Je ne suis pas éco-féministe. Et alors ?

Je ne suis pas éco-féministe. Et alors ?

La perspective de voir Sandrine Rousseau être la représentante de l’écologie politique aux prochaines élections présidentielles ne m’enthousiasme guère. Et c’est là un euphémisme. Vouloir se servir d’une pseudo-radicalité militante groupusculaire instrumentalisant la cause féministe m’exaspère au plus haut point. L’écologie politique est un projet de société qui ne peut pas se réduire au féminisme et au combat des ombres agissantes.

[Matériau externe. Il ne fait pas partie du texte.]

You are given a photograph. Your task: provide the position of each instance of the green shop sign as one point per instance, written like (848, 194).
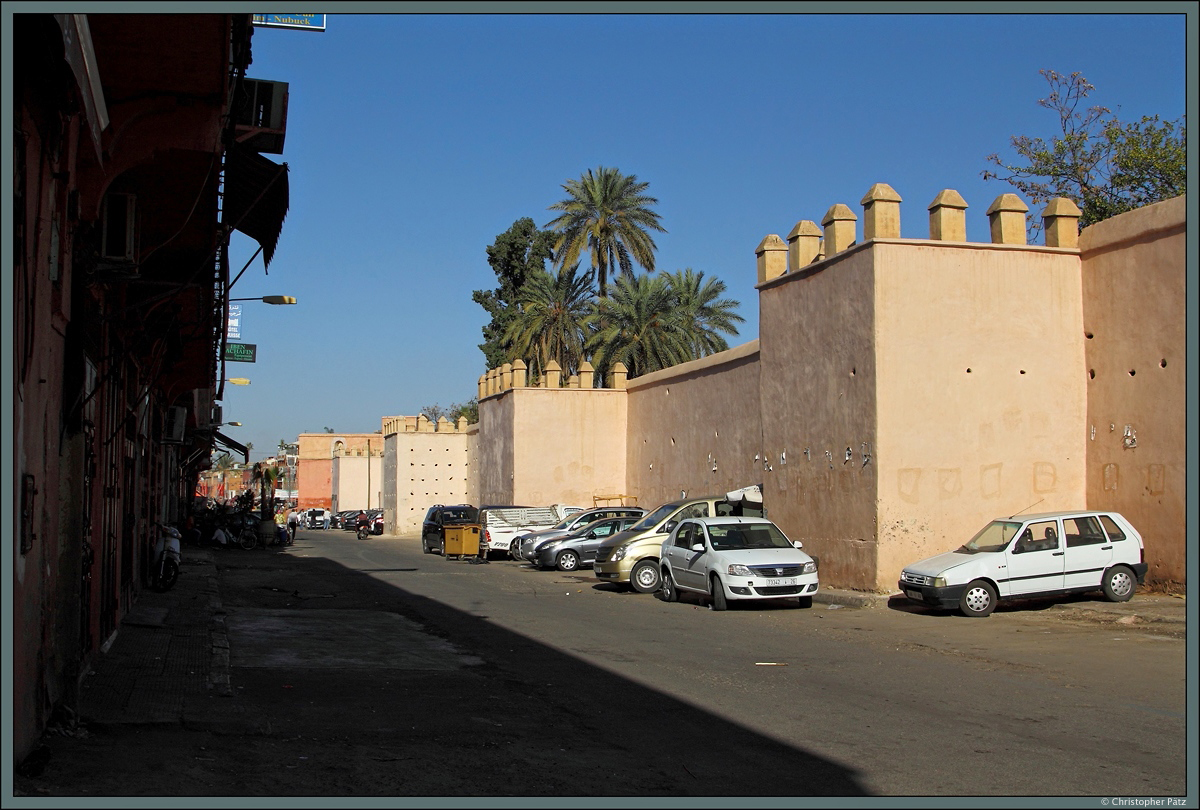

Je vois cinq priorités absolues à un projet politique digne de ce nom pour notre pays :

  • l’énergie,
  • l’agriculture et l’alimentation,
  • la santé,
  • l’éducation,
  • la culture.

Concernant l’énergie, nous avons le devoir de construire notre indépendance à base d’énergies renouvelables. Cela passe sans doute par un grand projet pour nous sortir simultanément et du carbone et du nucléaire. Il faudra réfléchir au préalable au moyen de consommer moins. Le temps presse. Le Peak Oil est déjà derrière nous.

Sur l’alimentation, nous ne pouvons plus continuer à manger cette bouse infâme produite par des agriculteurs productivistes qui nous font pourrir de l’intérieur, qui meurent et font mourir de toutes ces maladies liées à l’usage des pesticides. L’eau que nous buvons, l’air que nous respirons et la terre se sont chargés de manière cumulative en poisons qui nous tuent à petit feu.

Pour la santé, rappelons ce qui s’est passé au mois de mars 2020 où nous avons laissé mourir nos vieux, faute d’infrastructures et de compétences suffisantes. Privés d’antibiotiques et de traitements, nous avons laissé s’étouffer les malades du COVID dans leur jus. Humainement, c’est inacceptable. Le mythe prométhéen n’aura pas survécu à cette crise sanitaire qui aura mis en avant l’utilisation de recettes moyenâgeuses et le contrôle social. Faute de grives, nous avons su nous contenter de quelques merles, comme ces vaccins sortis du cerveau de savants-fous mus par l’hybris.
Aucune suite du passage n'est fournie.